Background/Purpose: Adalimumab (ADA) is approved for use in moderate to severe JIA in patients (pts) ≥4 yrs old in the US, EU,and Japan. ADA has not been studied in pts <4 yrs old, and limited data are available in pts ≥4 yrs old weighing <15 kg. The primary objective of this study was to assess the safety of ADA in pts 2 to <4 yrs old or ≥4 yrs old weighing <15 kg with moderately to severely active polyarticular onset/polyarticular course JIA. The secondary objectives were to evaluate the pharmacokinetics (PK) and clinical effectiveness of ADA in these pts.

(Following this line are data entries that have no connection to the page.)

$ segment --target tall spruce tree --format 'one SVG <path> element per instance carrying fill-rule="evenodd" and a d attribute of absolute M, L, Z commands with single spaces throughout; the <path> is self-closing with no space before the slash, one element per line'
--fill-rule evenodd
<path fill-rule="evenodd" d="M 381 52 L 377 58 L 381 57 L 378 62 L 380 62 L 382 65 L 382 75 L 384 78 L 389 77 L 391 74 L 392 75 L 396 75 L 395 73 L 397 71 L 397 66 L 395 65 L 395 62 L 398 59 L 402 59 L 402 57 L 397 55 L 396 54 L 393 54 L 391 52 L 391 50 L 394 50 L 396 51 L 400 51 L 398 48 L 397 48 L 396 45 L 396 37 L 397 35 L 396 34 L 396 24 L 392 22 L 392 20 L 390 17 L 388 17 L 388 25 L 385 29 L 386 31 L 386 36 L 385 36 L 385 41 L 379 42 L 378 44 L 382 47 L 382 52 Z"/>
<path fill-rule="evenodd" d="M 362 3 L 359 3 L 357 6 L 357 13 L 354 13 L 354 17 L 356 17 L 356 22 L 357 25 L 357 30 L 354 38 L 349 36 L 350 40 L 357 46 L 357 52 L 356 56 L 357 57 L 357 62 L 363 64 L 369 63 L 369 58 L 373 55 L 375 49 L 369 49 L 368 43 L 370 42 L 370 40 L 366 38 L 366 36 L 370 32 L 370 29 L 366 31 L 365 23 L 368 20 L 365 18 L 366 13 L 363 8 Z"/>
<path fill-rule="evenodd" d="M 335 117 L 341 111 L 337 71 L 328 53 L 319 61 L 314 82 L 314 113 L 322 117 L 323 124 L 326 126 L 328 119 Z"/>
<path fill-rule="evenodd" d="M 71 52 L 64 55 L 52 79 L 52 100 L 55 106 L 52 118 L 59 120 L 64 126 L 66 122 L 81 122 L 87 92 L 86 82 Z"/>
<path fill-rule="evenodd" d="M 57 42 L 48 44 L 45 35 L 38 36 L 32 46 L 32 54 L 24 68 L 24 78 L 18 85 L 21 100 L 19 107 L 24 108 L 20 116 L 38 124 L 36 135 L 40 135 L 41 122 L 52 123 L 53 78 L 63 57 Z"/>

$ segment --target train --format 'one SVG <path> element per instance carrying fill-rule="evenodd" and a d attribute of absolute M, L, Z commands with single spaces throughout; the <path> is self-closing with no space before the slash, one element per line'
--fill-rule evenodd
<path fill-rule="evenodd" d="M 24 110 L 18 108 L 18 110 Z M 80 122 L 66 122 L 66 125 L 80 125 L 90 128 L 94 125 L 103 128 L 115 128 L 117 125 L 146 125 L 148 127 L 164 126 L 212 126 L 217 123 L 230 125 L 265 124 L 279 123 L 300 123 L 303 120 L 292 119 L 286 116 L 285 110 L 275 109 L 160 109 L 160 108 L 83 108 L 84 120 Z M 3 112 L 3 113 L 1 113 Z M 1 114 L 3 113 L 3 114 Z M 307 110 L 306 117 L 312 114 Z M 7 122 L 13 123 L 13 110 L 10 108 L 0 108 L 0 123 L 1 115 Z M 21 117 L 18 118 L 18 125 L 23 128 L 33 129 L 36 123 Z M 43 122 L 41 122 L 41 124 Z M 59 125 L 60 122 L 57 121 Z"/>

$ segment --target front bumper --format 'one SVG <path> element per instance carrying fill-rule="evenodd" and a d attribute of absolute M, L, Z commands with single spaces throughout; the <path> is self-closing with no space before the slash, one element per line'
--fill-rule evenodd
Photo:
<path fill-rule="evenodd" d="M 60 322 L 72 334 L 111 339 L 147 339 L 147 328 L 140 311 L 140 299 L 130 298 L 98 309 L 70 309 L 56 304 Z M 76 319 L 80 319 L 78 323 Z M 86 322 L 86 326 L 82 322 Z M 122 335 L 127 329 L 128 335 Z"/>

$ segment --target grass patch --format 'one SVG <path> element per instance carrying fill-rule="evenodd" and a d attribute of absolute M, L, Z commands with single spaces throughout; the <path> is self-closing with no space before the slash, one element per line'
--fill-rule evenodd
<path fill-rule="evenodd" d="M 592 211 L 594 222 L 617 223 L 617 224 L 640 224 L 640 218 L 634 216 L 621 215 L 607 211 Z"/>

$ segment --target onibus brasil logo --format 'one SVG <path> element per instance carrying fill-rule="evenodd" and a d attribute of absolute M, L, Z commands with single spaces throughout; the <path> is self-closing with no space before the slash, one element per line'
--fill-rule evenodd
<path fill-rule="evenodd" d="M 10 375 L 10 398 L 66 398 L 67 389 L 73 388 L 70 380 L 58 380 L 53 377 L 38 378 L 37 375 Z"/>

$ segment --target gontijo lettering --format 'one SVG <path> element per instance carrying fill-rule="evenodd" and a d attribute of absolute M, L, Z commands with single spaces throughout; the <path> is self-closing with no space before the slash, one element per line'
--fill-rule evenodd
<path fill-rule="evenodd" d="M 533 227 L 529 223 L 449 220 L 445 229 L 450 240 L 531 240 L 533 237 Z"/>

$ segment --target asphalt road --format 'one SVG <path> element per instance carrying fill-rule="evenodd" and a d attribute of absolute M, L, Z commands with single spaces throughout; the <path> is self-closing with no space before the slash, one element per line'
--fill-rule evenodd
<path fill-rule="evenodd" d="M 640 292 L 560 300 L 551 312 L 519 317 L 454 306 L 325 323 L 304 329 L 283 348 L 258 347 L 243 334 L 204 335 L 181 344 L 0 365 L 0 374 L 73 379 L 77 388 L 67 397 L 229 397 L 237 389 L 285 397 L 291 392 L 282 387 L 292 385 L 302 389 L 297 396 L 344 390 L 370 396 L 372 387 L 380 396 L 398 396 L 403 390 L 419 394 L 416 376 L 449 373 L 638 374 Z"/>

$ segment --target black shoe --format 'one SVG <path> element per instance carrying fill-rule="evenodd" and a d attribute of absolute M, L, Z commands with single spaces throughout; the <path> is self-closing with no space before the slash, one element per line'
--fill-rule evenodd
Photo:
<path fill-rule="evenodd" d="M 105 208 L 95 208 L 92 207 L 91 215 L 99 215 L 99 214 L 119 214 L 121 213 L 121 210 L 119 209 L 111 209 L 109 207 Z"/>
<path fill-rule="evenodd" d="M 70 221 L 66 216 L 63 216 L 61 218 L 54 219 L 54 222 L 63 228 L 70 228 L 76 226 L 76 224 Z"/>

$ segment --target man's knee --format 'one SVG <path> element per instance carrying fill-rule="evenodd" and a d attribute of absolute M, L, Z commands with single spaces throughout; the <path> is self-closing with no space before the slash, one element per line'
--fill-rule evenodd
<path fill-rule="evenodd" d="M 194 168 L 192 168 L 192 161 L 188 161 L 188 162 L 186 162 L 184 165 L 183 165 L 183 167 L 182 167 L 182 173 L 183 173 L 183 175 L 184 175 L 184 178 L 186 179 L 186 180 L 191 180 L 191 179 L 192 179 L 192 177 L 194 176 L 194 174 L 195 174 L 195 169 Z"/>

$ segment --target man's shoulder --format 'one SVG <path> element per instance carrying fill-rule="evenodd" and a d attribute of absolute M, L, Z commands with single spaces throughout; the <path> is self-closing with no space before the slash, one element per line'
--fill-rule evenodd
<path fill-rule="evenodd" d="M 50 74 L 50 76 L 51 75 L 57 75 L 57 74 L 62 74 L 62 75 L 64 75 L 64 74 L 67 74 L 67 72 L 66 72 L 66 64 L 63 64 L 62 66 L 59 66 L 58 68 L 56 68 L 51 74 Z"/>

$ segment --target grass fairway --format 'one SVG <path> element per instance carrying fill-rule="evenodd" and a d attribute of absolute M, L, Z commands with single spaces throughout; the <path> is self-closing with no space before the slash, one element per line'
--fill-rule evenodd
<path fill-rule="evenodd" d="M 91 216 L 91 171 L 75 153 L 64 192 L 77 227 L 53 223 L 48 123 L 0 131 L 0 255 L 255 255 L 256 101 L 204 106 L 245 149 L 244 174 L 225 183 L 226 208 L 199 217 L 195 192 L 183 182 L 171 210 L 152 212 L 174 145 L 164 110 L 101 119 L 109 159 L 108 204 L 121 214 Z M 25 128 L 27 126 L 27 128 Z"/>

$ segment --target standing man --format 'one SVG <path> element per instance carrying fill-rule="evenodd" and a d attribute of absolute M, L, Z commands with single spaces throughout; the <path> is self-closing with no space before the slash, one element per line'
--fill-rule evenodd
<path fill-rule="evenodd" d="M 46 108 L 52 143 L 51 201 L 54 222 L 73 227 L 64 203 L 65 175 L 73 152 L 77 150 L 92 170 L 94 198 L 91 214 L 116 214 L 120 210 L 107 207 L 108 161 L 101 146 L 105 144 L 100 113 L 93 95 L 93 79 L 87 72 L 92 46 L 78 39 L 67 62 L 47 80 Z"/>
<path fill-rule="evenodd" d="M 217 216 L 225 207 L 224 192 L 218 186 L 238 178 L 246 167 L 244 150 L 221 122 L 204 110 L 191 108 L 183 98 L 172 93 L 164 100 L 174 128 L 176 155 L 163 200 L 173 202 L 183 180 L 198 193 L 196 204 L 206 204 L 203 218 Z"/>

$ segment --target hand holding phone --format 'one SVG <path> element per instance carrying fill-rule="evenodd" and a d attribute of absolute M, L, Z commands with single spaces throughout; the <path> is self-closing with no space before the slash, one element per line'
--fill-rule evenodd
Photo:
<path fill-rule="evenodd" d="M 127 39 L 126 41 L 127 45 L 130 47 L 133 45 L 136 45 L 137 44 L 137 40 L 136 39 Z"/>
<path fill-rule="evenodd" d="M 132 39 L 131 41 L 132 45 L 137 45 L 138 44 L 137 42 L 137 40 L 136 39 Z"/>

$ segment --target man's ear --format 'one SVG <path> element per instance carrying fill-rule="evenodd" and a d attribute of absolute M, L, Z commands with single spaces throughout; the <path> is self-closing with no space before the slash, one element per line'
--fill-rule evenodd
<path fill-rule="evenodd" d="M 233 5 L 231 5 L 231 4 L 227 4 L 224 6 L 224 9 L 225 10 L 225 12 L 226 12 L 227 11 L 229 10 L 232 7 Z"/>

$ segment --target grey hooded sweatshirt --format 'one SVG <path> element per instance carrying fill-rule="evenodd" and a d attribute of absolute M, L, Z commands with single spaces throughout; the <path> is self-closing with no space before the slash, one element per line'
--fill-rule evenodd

Methods: This is an interim analysis of the multicenter, open-label, phase 3b ADA study in pts 2 to <4 yrs old or ≥4 yrs weighing <15 kg with moderately to severely active JIA in the US and EU. ADA was given subcutaneously every other wk, 24 mg/m² BSA up to 20 mg/dose, for a minimum of 24 wks and continued until pts reached 4 yrs old and weighed 15 kg. Concomitant methotrexate use was allowed. Adverse events (AE) were collected throughout the treatment period and include safety data up to 96 wks. Serum trough concentrations of ADA were determined for each subject using validated methods. Key effectiveness endpoints were the proportion of pts achieving PedACR30/50/70/90 at wk 24. Other outcomes included tender joint count (TJC), swollen joint count (SJC), Pain on Passive Motion (POM75), Limitation on Passive Motion (LOM69), Active Joint Count (AJC73), Child Health Assessment Questionnaire (DICHAQ), and Physician’s and Parent’s Global Assessment of Disease (PhGA and PaGA).

Results: 88% of the pts were female. At baseline, mean age=3 yrs, mean weight=13 kg, mean duration of JIA=12 months, and 39% had elevated CRP (≥0.9 mg/dL). AE incidence rates through 96 wks included: any AEs (84%, 27/32), serious AEs (16%, 5/32), infectious AEs (69%, 22/32), and serious infections (9%, 3/32). No deaths, malignancies, opportunistic infections/TB, congestive heart failure, demyelinating disease, allergic reactions, lupus-like syndrome, or blood dyscrasias were reported. The mean serum ADA trough concentrations achieved a steady-state of 7 – 8 µg/mL at weeks 12 and 24 (n=15). Of 32 pts enrolled, 31 completed 24 wks of ADA treatment; 90% achieved PedACR30 and 70% achieved PedACR70 (Table 1).

 

Table 1. PedACR Response at Week 24
	Response Ratea N=30	Response Rateb N=32
PedACR30, n (%)	27 (90.0)	27 (84.4)
PedACR50, n (%)	25 (83.3)	25 (78.1)
PedACR70, n (%)	22 (73.3)	22 (68.8)
PedACR90, n (%)	11 (36.7)	11 (34.4)
aObserved. bNonresponder imputation.

Improvements in other JIA outcomes were also seen at wk 24 of ADA treatment (Table 2). 

 

Table 2. JIA Outcomes at Week 24a
	Mean Change (SD) from Baseline
Tender Joint count (TJC75)b	-3.0 (5.5)
Swollen Joint Count (SJC66)b	-6.3 (5.8)
Pain on Passive Motion (POM75)b	-3.9 (7.3)
Limitation on Passive Motion (LOM69)b	-5.6 (5.6)
Active Joint Count (AJC73)b	-7.0 (5.7)
Child Health Assessment Questionnaire (DICHAQ)b	-0.5 (0.7)
PhGA of Disease Activityb (VAS 0–100 mm)	-45.3 (21.3)
PaGA of Disease Activityb (VAS 0–100 mm)	-32.2 (29.7)
PaGA of Painb (VAS 0–100 mm)	-29.5 (28.3)
CRPc (mg/dL)	-0.2 (3.2)
aObserved data. bn=30; cn=28.

Conclusion: The safety profile, PK, and effectiveness of ADA were similar to that seen in older pediatric patients with JIA, demonstrating that ADA is also safe and effective in younger patients 2 to <4 years old or ≥4 yrs old weighing <15 kg with active polyarticular JIA.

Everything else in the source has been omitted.